Questi atteggiamenti generalmente uccidono il senso di una comunità invece di rafforzarla, come ingenuamente credono solerti interpreti del pensiero renziano. Lo uccidono perché spengono ogni tensione al confronto, ne riducono gli spazi, e soprattutto incancreniscono i rapporti. Guardarsi in cagnesco, sperando nell’altrui rovescio (e anche di peggio) è la caratura minima dello stare insieme nello stesso partito. Sino al prossimo voto nazionale, che porterà nelle botti renziane il vino che finalmente il premier desidera, il tono dello scontro tra fedeli e riottosi sarà questo. E poi, quando finalmente anche le segretarie del Nazareno saranno di matrice renziana che Partito Democratico sarà?

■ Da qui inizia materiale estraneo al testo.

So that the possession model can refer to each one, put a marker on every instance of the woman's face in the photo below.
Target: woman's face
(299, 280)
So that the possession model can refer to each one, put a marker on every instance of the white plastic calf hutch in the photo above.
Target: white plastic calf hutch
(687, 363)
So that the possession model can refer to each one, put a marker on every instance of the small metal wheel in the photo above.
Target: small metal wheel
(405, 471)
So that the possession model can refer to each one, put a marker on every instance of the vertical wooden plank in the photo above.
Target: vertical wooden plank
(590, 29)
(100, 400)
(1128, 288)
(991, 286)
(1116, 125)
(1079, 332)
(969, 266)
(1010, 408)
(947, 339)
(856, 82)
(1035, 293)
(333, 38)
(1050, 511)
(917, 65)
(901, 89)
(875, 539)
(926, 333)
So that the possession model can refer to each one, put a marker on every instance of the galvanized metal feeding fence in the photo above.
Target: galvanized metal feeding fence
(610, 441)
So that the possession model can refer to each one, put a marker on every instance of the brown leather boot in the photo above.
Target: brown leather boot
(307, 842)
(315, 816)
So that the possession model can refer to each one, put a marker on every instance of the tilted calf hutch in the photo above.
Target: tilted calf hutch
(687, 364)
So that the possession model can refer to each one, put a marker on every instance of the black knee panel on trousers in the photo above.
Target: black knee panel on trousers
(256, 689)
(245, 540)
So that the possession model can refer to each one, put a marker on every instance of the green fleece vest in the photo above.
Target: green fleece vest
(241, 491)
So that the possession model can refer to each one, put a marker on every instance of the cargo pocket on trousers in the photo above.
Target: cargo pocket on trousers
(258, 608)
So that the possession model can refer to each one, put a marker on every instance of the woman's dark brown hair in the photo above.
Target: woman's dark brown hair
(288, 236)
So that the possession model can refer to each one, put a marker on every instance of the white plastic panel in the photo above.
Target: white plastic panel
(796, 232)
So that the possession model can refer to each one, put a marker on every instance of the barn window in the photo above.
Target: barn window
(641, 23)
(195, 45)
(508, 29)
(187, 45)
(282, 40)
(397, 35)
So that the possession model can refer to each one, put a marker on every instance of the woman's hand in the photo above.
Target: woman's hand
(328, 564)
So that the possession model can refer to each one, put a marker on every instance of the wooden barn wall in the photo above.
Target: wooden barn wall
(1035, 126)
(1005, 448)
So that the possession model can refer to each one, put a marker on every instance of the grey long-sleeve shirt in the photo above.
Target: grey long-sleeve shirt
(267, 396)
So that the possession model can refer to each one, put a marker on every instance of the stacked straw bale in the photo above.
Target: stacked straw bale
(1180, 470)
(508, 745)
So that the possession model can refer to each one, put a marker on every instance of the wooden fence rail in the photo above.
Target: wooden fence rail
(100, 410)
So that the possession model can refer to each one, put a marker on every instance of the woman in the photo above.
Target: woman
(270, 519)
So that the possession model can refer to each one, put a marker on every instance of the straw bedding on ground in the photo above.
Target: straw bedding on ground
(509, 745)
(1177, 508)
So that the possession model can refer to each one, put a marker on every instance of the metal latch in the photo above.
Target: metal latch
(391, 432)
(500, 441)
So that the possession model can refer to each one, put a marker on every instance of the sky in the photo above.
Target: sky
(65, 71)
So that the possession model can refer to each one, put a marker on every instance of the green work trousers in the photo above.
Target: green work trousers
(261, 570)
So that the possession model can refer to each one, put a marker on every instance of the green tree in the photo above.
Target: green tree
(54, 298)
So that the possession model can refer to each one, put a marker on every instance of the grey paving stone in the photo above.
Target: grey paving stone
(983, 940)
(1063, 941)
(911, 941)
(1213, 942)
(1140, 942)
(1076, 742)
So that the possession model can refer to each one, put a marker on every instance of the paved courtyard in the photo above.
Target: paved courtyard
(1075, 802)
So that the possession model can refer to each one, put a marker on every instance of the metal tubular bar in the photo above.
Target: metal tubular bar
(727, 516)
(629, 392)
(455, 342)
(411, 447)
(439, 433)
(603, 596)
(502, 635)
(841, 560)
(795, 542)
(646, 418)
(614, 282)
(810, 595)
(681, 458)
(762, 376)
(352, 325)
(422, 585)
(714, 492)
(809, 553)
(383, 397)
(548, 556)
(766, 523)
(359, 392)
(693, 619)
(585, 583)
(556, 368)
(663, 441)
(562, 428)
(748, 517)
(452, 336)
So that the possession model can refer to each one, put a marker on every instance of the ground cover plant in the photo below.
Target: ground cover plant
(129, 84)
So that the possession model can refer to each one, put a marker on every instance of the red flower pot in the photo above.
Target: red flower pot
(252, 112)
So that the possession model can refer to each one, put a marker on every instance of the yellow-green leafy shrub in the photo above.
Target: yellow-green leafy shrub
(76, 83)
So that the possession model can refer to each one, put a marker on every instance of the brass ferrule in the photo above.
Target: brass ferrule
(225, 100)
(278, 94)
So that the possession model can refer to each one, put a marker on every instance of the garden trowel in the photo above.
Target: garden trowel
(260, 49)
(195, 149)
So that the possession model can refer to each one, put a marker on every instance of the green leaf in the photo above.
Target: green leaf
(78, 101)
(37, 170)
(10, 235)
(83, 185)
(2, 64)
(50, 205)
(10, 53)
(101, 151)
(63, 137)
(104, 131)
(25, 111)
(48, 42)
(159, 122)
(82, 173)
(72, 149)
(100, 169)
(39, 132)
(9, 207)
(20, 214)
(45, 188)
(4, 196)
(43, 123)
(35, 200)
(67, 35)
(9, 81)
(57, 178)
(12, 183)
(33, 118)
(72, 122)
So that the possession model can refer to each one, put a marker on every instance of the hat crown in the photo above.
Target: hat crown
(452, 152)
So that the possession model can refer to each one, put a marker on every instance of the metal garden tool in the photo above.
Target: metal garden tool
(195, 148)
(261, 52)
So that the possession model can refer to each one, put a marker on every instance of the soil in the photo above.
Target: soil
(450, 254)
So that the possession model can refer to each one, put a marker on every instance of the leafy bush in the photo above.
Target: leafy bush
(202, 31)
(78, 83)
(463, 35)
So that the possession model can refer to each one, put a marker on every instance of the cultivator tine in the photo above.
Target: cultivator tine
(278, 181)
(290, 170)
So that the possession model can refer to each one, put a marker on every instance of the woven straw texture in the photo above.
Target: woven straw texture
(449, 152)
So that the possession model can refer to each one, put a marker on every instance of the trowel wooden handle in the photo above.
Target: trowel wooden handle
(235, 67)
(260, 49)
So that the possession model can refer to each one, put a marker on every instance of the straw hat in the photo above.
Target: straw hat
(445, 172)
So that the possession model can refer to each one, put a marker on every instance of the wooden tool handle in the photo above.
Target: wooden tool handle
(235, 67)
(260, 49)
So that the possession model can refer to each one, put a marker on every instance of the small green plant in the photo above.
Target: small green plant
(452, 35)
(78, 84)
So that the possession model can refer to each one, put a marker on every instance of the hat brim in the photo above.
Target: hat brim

Anche in questo caso, si può prendere a paradigma un cammino illuminante, il cammino di Matteo Richetti. Per dire quello che sarà il deputato prossimo futuro. Poniamo che siano tutti renziani, i deputati della prossima legislatura, meno quote Navajos da destinare ai Civati della situazione. Poniamo che i posti di potere a disposizione, tra ministri, sottosegretari, consiglieri economici, consiglieri di immagine, seggiole e poltroncine nei consigli di amministrazione, ente parchi, e bla e bla e bla, siano quelli che sono. Ecco, finite queste rendite di posizione, tutti gli altri deputati subiranno una trasformazione, ovviamente chi in maniera più marcata chi meno: con lo scorrere della legislatura e con la consapevolezza d’essere un semplice numerino schiaccia-bottoni, perderanno progressivamente l’afflato renziano originario sino a trasformarsi in piccoli e fastidiosi mosquito che, ora in una situazione ora in un’altra, mostreranno il fastidio per Renzi e i suoi modi di fare, per una politica che non ascolta “gli altri”, che decide tutto in splendida solitudine e, last but not least, che si circonda di troppa gente che dice solo signorsì. Insomma, tutto ciò che sarebbero stati volentierissimamente loro, solo con una bella poltroncina sotto le chiappe.
Il sentimento prioritario e, ahinoi, malinconico del prossimo Partito Democratico sarà una noia proterva, una sorta di ossimoro climatico reso possibile dalla forza liquidatoria del premier rispetto a ogni confronto (alto) e un’assuefazione impiegatizia della forza lavoro interna.
Per noi osservatori, la morte civile.